Once, I was in a doctors office getting routine blood work done, confessing all my hypochondriac fears, and the doctor said to me, “we all get something eventually, if we’re lucky.” Which is a really weird thing for a doctor to say. But I also once went to the doctor to get checked out what were just two bug bites on my bikini line. Hahahaha!
When I was using online dating aps, it did amaze me how little people worry about diseases. If it were up to me, I’d have a link on my online dating profile directing people to WebMD, but it is already hard enough convincing people I’m the good kind of weird. It’s like everyone subscribed to that doctors ease about STI’s! I once had a guy message me, straight up, asking to meet and hook up. I replied with, “I’m not trying to be an asshole. I’m genuinely curious. Does that work?” He replied, “sometimes.” I got a similar message from a pretty good looking guy that he was not interested in relationships, only hooking up. Sure, that made him shallow, but at least he was honest, so I was honest with him too. I wrote back, “sorry, but I am a hypochondriac and I am too worried about disease.” I’d like to remain STD free, thanks.
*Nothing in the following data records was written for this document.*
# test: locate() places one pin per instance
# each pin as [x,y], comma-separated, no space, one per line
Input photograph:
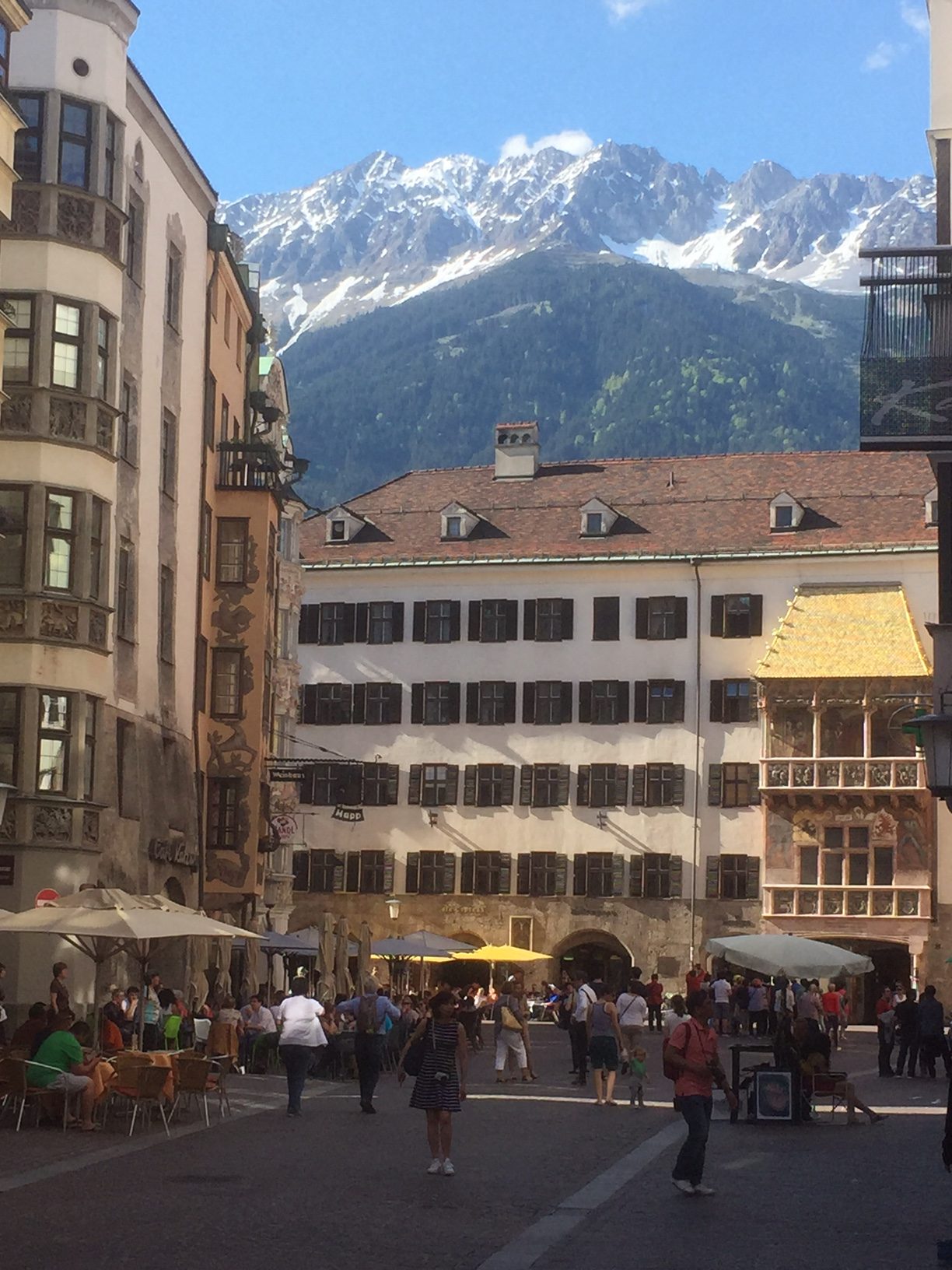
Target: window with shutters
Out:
[735,785]
[494,784]
[383,703]
[434,785]
[548,785]
[334,623]
[607,701]
[333,703]
[544,873]
[737,700]
[739,878]
[438,623]
[493,701]
[665,701]
[658,875]
[606,617]
[550,620]
[664,785]
[550,701]
[380,623]
[437,699]
[594,874]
I am thoroughly convinced the apocalypse will start with some sort of super flu that will wipe out enough of the population to throw everyone in a panic, causing government to crumble, infrastructure to collapse, etc, etc. I also think that could happen in our lifetime. So, yeah, you could say I’m a little paranoid. I wear surgical masks on planes if I suspect someone sitting near me is ill. Yup. I’m that girl. You might wonder how someone like me lives in New York City, which is a pretty disgusting city to be honest. I do carry anti-bacterial gel. But I have to think about not thinking about it constantly. I’m better than I used to be. Let’s just say that. But I guess my love for the city itself outweighs some of my (mostly irrational) fears.
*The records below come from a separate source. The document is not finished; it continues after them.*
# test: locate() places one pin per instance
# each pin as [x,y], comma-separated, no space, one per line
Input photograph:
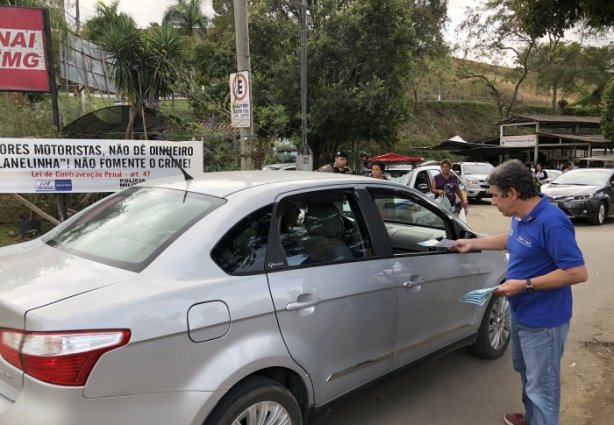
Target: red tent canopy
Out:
[391,157]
I used to love violence and gore in movies and television when I was younger. Actually, it’s quite alarming to me now how much I loved horror movies and violence as a kid. Because now, I can’t always watch it. I have averted my eyes many times watching Game of Thrones and there was a time I would have loved all that. I think the turning point for me with blood tolerance was after the tonsillectomy that almost killed me. Pints of blood hemorrhaged from my face, and if you’ve ever lost a lot of blood (especially from your head) there’s a certain metallic smell/taste imprinted in my memory and since I go dizzy at the sight of blood. I’m a pansy. When I was a kid, playing sports or whatever, I’d fall and scrape my knees and elbows, and would keep going, blood dripping from my wound, and I’d shake it off like it was nothing.
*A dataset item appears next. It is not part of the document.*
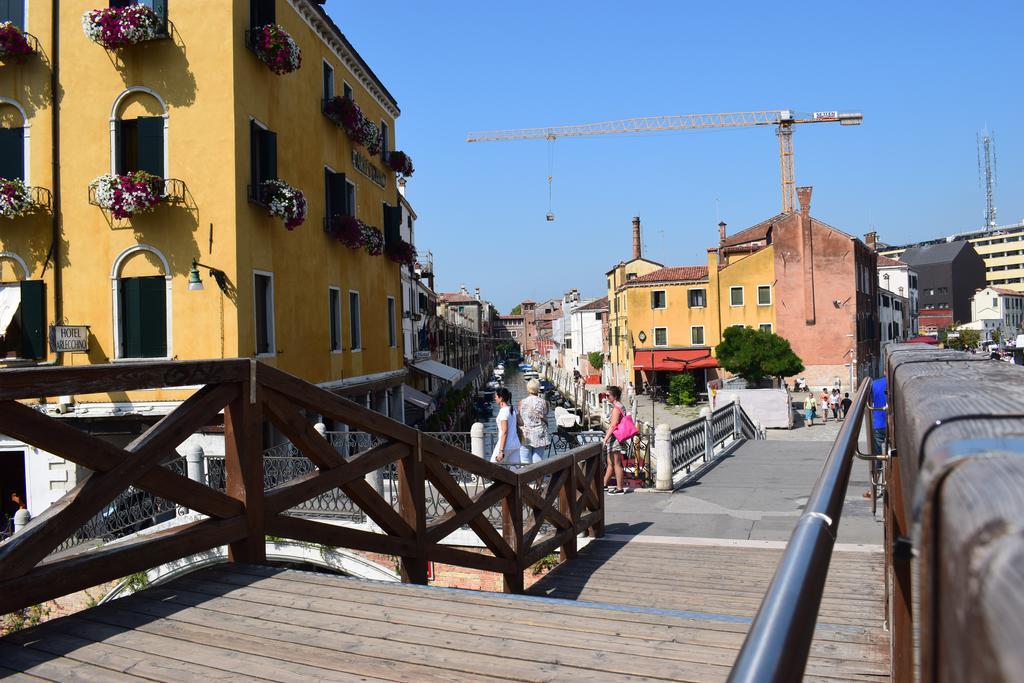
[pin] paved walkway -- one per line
(755, 494)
There are many times, I wish to abandon my life, and live in a simpler world, in a shack on the beach in South America or something. There’s still temptation in such a fantasy. Why not? The ocean is my first love, and the idea is romantic to a recluse like myself. But I won’t leave western medicine. My brother, upon returning from Nicaragua, came down with Dengue Fever, which he was hospitalized and quarantined for as doctors struggled to find a diagnose for days. He was down in Florida, with my family, as I worried in New York. It was scary as Hell. That’s the type of thing you could die from if you don’t have western medicine. Nicaragua has been crossed off my travel list. I wouldn’t mind dying by, say, falling off a cliff, or getting my head bitten off by a shark (if I get eaten by a shark, it’s my hope the shark bites my head clean off), but I do not want to die of a mosquito borne illness. Fuck that.
In conclusion, we are all probably going to die because of an illness. Also, people really hate it when you bring up statistics about disease, especially at a party, or something where people are trying to keep the mood light. But I would like to end on one important note: if you are an anti-vaxxer you are so fucking stupid it’s unbelievable.